A região se torna estratégica por abrigar a principal malha de cabos submarinos e pontos de conexão internacional de dados do país, o que coloca a região em posição privilegiada para se consolidar como um hub estratégico de data centers e infraestrutura digital.
Prova disso é o recém-anunciado mega data center da chinesa ByteDance, controladora do TikTok, que será instalado no Complexo do Pecém, no Ceará, com investimento de R$ 50 a R$ 55 bilhões.
O projeto, anunciado pelo presidente Lula e pelo CEO global da empresa, Shou Zi Chew, durante agenda da ONU em Nova York, é um dos maiores aportes individuais em infraestrutura digital já feitos no Brasil e um marco da consolidação da região como eixo estratégico para grandes companhias de tecnologia que buscam operar no país.
Mas os meios de investimentos não se limitam à infraestrutura.
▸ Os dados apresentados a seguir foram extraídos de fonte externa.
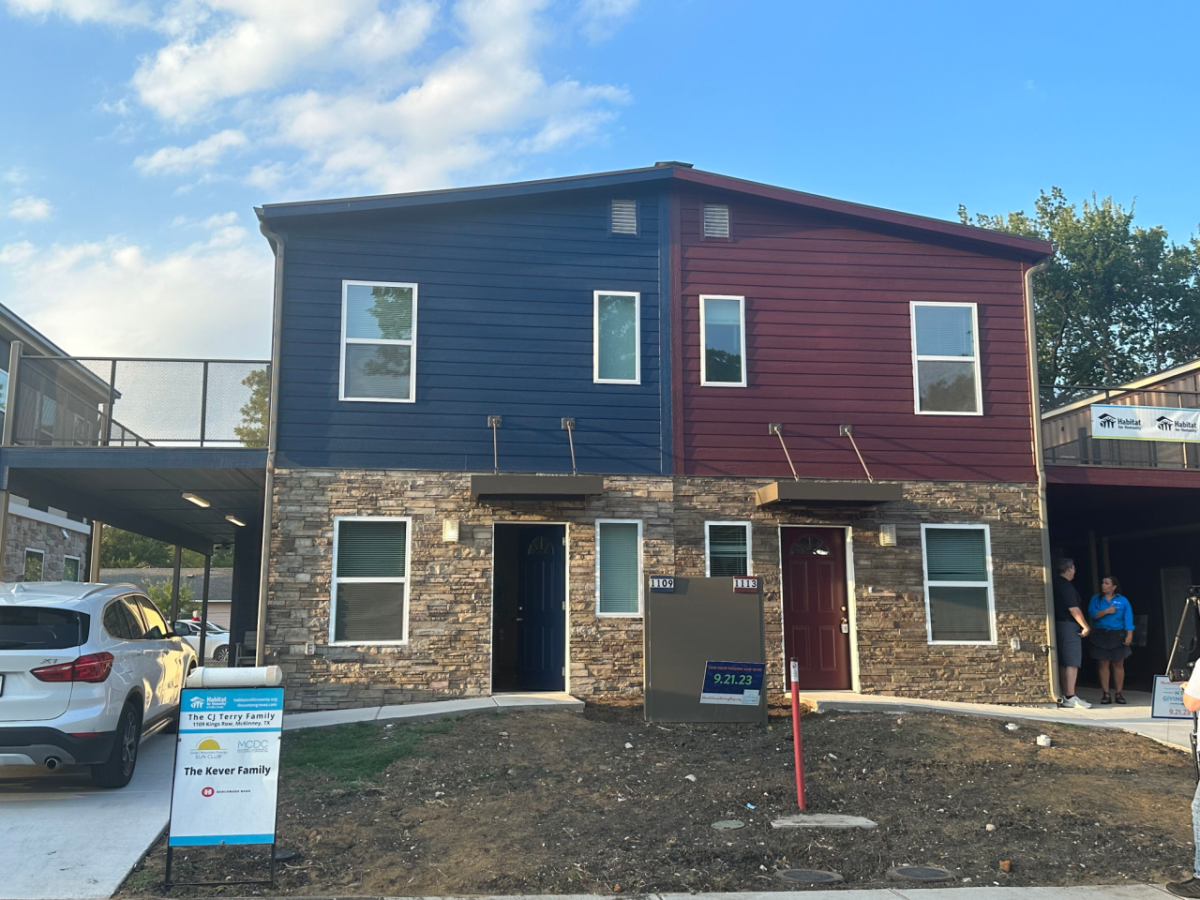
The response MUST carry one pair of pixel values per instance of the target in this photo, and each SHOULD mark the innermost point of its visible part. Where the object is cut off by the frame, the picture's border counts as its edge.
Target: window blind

A região também abriga polos que combinam criatividade, formação acadêmica sólida e ambiente fértil para startups e empresas de tecnologia. E um dos símbolos mais visíveis dessa virada é o Porto Digital, na capital pernambucana.
Criado há pouco mais de duas décadas, o parque tecnológico se tornou o principal distrito de inovação da América Latina e reúne mais de 470 empresas embarcadas, empregando cerca de 21 mil profissionais.
O polo se tornou referência em tecnologia da informação, comunicação e economia criativa, abrigando tanto gigantes nacionais quanto startups em expansão global. Entre as empresas embarcadas estão Accenture, Avanade, Stelantis, Liferay, Globo, Solar Coca-Cola, além de ecossistemas como CESAR e Neurotech.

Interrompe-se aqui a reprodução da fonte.